Psychological support and counseling
Exposure to excess androgens during the prenatal period influences brain development of females with classic CAH41). Females with classic CAH may display more sexual concerns and masculine behavior than unaffected females424344). They are less likely to have sexual relations than females in control groups, and those with the salt-losing form have poorer psychosocial functioning45). Although gender-atypical behavior has been reported, women with CAH frequently identify themselves as female and reversal of gender identity is extremely rare4144). In contrast, severely virilized females may be raised as males initially, and once such an assignment made, it can be difficult to reverse gender identity2).
There is a lack of guidelines regarding psychosexual management of patients with CAH. Patients may have psychosocial problems associated with disorders of sexual development and need specialized care by psychiatrists with expertise in such problems2). Multidisciplinary guidance in the area of psychosexual function is critical with regards to gender identity or dysphoria6).
Multidisciplinary team approach during transition period
Unfortunately, a considerable number of CAH patients are lost to regular follow-up once they move out of pediatric care6). This is likely the result of inadequate cooperation between pediatric and adult endocrinologists at the time of transition to adult care. This transition should be processed gradually46), therefore, it is recommended that pediatric endocrinologists, gynecologists, urologists, psychiatrist, and adult endocrinologists perform joint clinics for transferring CAH patients to adult care2).

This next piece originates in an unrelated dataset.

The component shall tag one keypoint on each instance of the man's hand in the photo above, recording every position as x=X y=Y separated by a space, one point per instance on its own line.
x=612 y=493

Adults with 21-hydroxylase deficiency require careful screening for tumors, osteoporosis, obesity, and maintenance of general health35). The approach to adults with 21-hydroxylase deficiency requires detailed information on the patient's prior treatment, the natural history and long-term consequences of the disease, and the influence of various treatments on adrenal and gonadal steroidogenesis. Therefore, it would be desirable to have adult endocrinologists with special expertise in the treatment of CAH patients6).
Conclusions
Patients with CAH must experience a transition from pediatric to adult care, and can develop various long-term complications. Transition of adolescents to adult care involves changes in treatment goals toward prevention of long-term complications and optimization of quality of life. Careful monitoring, extensive education, and follow-up should be required for patients with CAH, with greater vigilance in the monitoring of biochemical and clinical features. Optimal treatment of adults with 21-hydroxylase deficiency can be achieved through a multidisciplinary approach, including consultation with pediatric and adult endocrinologists. Further investigations are needed to investigate the natural history of CAH and to develop management guidelines for adolescents and adults with 21-hydroxylase deficiency.
Notes
Conflict of interest: No potential conflict of interest relevant to this article was reported.